Puis, à partir de 2022, la France est rentrée dans une période d'inflation. "La guerre en Ukraine est à l’origine d’une forte inflation en Europe", précise l'agent immobilier.
Dès le troisième semestre 2022, selon l'expert, "les banques ont volontairement diminué leur volume d'octroi des prêts immobiliers, estimant que cela ne leur était plus nécessaire pour assurer leur croissance". Elles exigeaient des niveaux d'apport parfois de 25 %. "Pas possible pour les primo-accédants, ils n'ont pas pu se porter acquéreurs."
Parallèlement, les taux d'intérêt, ont considérablement augmenté, passant de "1 % à 4,50 %, soit une augmentation de 350 %" en quelques mois. Olivier Chartier affirme que la capacité d'emprunt des ménages a donc diminué de plus de 15 %.
Dans les derniers trimestres de 2022 - 2023, le blocage du marché se met en place. "Seuls les ménages à haut pouvoir d’épargne et hauts revenus sont en capacité d’acheter", alors, d'après l'agent immobilier, "ils ne négocient pas ou peu".

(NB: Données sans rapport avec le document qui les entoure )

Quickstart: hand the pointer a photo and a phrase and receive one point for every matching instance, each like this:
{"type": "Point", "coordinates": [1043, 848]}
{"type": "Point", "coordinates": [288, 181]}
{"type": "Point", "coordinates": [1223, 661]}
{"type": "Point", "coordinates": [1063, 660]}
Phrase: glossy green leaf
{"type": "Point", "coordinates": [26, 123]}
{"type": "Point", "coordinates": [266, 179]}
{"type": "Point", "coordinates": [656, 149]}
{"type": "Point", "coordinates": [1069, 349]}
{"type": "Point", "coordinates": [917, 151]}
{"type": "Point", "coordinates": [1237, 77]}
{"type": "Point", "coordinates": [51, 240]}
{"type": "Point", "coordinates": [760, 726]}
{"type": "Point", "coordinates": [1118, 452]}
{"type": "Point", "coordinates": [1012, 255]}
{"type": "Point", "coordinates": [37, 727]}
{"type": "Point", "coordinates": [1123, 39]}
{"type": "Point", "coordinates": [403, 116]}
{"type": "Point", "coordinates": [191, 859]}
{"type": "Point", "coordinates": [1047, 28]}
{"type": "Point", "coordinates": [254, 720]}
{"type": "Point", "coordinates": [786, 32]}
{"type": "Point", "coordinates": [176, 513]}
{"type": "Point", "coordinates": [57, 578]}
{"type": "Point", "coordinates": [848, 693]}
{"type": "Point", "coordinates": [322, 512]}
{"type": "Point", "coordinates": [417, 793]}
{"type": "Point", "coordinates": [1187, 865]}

Résultat, les prix ne baissent pas, et augmentent parfois dans certaines villes. Comme c'est le cas à Marseille, même si l'augmentation est faible.
Les primo-accédants ne se positionnent alors plus sur le marché. "Ils ne peuvent plus emprunter et donc les vendeurs ne mettent pas en vente non plus", donc "beaucoup de biens ne sont pas allés sur le marché".
En partie à cause de la guerre en Ukraine, les matières premières ont augmenté. "Le marché du neuf subit de plein fouet la hausse des coûts de constructions et ne réussissent plus à vendre leurs programmes de moyen de gamme."
Quelles sont les conséquences ?
"L'offre n'étant pas abondante, les prix n'ont pas baissé", explique Olivier Chartier. Il précise également qu'avant la crise, plus de 60 % des ménages marseillais pouvaient acheter leur résidence principale. Ils ne sont plus que 24 % aujourd'hui.
Selon l'expert, cela pose un gros problème que le marché du neuf soit bloqué. Cela ne va "qu'accroître la disparition d'entreprises du bâtiment, dont nous aurons besoin pour mettre en œuvre la loi "Climat"".
Plusieurs conséquences à cela. D'après lui, "un grand nombre d’agences immobilières vont devoir déposer le bilan" et "le chômage risque d’augmenter dans les six mois à venir".
Quelles sont les pistes pour enrayer le phénomène ?
Olivier Chartier propose une solution pour fluidifier à nouveau le marché : l'obtention d'un certificat de solvabilité, une inspiration des Etats-Unis. Le futur acquéreur obtiendra un certificat de solvabilité, déterminant sa réelle capacité d'emprunt, soit son budget global, dès le début de sa recherche. Il se le procurera auprès d'un établissement bancaire ou d'un courtier.
L'acquéreur, après avoir trouvé un bien qui lui convient, pourra déposer son dossier auprès des banques, par le biais d'un courtier.
Si le prêt est systématiquement refusé, il sera remonté pour "une étude de contrôle" auprès de la Banque de France. Si le dossier est finançable selon les règles en vigueur, "un tirage au sort détermine la banque qui devra accepter le prêt, et subira une pénalité pour refus de vente".